August 16, 2011

Menjelang 'Kemerdekaan' dengan...

Kampus ITB, Bandung
Selasa, 16 Agustus 2011
Langkahku dengan cepat menyusuri koridor labtek, menuju sebuah kelas kosong yang dipindah ke tf lantai 4 dan dengan intuisilah aku menemukan ruang penggantinya. telat 20 menit
Hari ini kuliah macam anak TPB, dimana 3 tahun lalu nyaris setiap hari kuliah dimulai dari jam 7 pagi hingga jam 5 sore dengan satu jam kosong di tengah hari. Selasa sudah kucalonkan sebagai hari akan kubenci semester ini. Sudah kuperhitungkan bahwa konsentrasi belajarku tidak cukup untuk semua kuliah, paling hanya untuk 2 kuliah pertama saja sebelum kepalaku penat dan mulut kembali menguap lebar.
Satu jam kosong aku pergunakan untuk tidur di bangku depan himpunan, peduli amat jadi tontonan, yang penting adem, ga sumpek, dan kena sedikit sinar matahari. Kuliah Fenom jam 1 disertai dengan kabar buruk: Dosennya ada keperluan mendadak yang merupakan solusi win-win-win bagi bpk dosen, yang berurusan dgn beliau, dan tentunya mahasiswa kelasnya yang mengeluarkan keluhan eufinisme. Bagiku:

"perpanjangan waktu tidur siang 2 babak"

Sore ada kuliah RLT, membahas kompresor sebuah pabrik es di pulau alor-entah-dimana yang sedang bermasalah. Beres kuliah cabut ke LFM, ca-cakru wawancanda, main gagarudaan-ada-lima, dan sedikit bahas proyekan. Terdengar gaduh Gonjang-Ganjing Ganesha di boulevard, aku lihat rekan2 mahasiswa bernyanyi lagu2 daerah dengan massa yang terlihat riuh karena rasa kangen akan kampung halaman. terpikir olehku:

"Jika aku anak rantau, akankah kurindu tanah priangan ini?"

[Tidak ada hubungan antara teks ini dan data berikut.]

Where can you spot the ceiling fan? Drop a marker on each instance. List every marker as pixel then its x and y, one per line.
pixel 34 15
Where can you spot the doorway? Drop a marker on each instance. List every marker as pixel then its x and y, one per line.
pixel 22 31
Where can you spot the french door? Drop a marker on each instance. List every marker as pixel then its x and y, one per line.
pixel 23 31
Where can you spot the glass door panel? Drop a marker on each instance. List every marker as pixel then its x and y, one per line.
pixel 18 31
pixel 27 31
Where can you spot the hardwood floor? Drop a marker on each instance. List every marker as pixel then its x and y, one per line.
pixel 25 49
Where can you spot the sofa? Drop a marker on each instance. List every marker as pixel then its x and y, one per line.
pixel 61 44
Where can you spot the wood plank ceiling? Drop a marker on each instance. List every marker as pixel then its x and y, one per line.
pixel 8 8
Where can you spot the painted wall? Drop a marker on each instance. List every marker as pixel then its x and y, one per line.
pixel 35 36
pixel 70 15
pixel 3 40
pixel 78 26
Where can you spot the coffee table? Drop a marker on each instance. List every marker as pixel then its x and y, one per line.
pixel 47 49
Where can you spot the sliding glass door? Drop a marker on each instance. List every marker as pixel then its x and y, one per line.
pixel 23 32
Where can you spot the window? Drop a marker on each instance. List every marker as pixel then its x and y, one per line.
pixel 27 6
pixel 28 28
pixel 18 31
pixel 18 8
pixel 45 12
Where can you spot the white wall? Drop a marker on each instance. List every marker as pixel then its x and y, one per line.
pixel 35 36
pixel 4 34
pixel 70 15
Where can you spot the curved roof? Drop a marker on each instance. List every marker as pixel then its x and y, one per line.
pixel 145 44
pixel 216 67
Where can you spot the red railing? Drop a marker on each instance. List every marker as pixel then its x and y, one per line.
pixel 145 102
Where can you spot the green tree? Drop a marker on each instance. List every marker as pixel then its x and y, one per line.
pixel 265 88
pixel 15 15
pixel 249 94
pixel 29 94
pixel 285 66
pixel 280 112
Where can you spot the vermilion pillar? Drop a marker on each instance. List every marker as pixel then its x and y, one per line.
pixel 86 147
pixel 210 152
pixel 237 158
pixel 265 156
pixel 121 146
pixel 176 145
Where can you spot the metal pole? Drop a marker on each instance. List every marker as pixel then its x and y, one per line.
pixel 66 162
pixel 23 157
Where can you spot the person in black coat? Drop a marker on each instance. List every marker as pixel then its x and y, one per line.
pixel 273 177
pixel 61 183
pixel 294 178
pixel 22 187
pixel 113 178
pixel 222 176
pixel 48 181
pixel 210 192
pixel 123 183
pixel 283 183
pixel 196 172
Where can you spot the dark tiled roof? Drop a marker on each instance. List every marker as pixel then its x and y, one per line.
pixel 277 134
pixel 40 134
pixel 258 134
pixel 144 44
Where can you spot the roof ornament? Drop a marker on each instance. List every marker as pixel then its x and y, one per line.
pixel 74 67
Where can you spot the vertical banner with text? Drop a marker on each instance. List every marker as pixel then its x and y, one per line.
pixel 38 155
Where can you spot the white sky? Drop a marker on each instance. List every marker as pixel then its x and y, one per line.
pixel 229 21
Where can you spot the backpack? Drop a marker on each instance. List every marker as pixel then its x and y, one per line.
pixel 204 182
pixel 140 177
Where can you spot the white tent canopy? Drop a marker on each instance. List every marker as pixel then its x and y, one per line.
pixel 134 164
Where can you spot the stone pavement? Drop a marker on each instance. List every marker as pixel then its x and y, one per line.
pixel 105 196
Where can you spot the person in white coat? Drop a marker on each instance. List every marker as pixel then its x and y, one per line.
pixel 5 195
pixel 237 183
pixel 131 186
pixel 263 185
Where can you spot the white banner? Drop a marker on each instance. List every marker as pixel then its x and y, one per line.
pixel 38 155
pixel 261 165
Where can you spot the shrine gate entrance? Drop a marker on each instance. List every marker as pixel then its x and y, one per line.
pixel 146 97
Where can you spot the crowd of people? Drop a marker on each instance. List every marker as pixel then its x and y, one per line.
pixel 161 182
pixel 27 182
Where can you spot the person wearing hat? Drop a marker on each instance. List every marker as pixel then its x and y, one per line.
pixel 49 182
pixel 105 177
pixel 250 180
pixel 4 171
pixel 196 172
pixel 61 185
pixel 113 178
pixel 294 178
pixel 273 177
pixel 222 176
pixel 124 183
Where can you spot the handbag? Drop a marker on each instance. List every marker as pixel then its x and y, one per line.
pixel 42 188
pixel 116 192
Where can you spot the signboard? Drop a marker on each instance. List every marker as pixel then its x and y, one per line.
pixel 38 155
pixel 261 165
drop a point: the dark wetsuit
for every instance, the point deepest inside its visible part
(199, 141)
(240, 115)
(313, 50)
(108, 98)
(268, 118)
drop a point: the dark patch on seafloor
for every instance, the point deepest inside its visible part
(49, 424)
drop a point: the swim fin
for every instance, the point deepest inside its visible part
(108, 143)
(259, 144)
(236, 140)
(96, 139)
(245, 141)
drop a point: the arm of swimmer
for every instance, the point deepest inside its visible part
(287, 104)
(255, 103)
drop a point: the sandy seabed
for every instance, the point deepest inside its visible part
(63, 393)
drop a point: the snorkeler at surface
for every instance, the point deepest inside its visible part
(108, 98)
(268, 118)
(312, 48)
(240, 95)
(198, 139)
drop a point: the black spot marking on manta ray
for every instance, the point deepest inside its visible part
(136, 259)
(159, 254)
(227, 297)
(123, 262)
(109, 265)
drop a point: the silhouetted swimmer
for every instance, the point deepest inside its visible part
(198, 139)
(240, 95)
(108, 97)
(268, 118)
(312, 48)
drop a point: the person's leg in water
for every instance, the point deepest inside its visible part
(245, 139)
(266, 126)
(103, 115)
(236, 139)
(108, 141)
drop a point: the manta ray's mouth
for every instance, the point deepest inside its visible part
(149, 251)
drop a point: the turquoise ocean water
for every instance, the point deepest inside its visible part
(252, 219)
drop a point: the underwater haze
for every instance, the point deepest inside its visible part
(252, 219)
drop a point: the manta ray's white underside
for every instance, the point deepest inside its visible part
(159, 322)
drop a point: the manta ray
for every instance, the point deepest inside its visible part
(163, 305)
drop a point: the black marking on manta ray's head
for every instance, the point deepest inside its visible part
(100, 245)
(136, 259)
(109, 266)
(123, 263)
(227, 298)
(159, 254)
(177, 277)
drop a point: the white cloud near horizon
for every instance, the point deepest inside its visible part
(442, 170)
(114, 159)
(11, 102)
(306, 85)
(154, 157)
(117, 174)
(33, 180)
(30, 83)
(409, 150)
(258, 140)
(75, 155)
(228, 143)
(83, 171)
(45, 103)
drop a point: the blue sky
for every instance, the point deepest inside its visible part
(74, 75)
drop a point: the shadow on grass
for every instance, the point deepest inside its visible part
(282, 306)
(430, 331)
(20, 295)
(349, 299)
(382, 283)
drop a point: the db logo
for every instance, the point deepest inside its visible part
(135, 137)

Kopi sore (magrib) tentang acara Ganfest 2012, tajilan kruba, lalu kembali ke labtek untuk ikut acara bubar 1001 malam HMFT. singkat cerita, disini aku shalat taraweh kedua kalinya di bulan ini dan ikut permainan '17 agustusan' yang berlangsung dengan sangat 'cadas'. Bayangkan remaja 20-21 tahun dari institut (katanya) terbaik bangsa bertingkah seperti bocah sd yang baru mengikuti lomba 17an di RT nya, berusaha menang dengan segala cara, dan fanatisme kpd kelompok yang berumur 5 menit! Dan tentunya, aku yang merupakan mantan juara pecah balon tingkat RW tidak kalah semangat dengan yang lainnya!
Setelah perjuangan yang meneteskan keringat, mengeraskan rahang, sakit perut karena tertawa, dan seret tenggorokan. Kelompok saya dapet juara 1 lomba roadrush balap balon! yang berhadiahkan snack premium dari toserba terdekat. Berikut adalah foto dari anak2 yang bermain kembang api saat acara selesai:

Saat pulang kulihat jalanan sepi di tengah malam. Kuragu mereka yang masih terbangun sedang memaknai peringatan hari Kemerdekaan esoknya. Tak pernah berani kukaji makna kemerdekaan, terlalu takut untuk melupakan makna tersebut dalam sebuah tidur malam dan menelan pil lupa ingatan.

*pagi hari ini aku ingin mengikuti upacara bendera di kampus,
bukan untuk siapa2 melainkan diriku sendiri.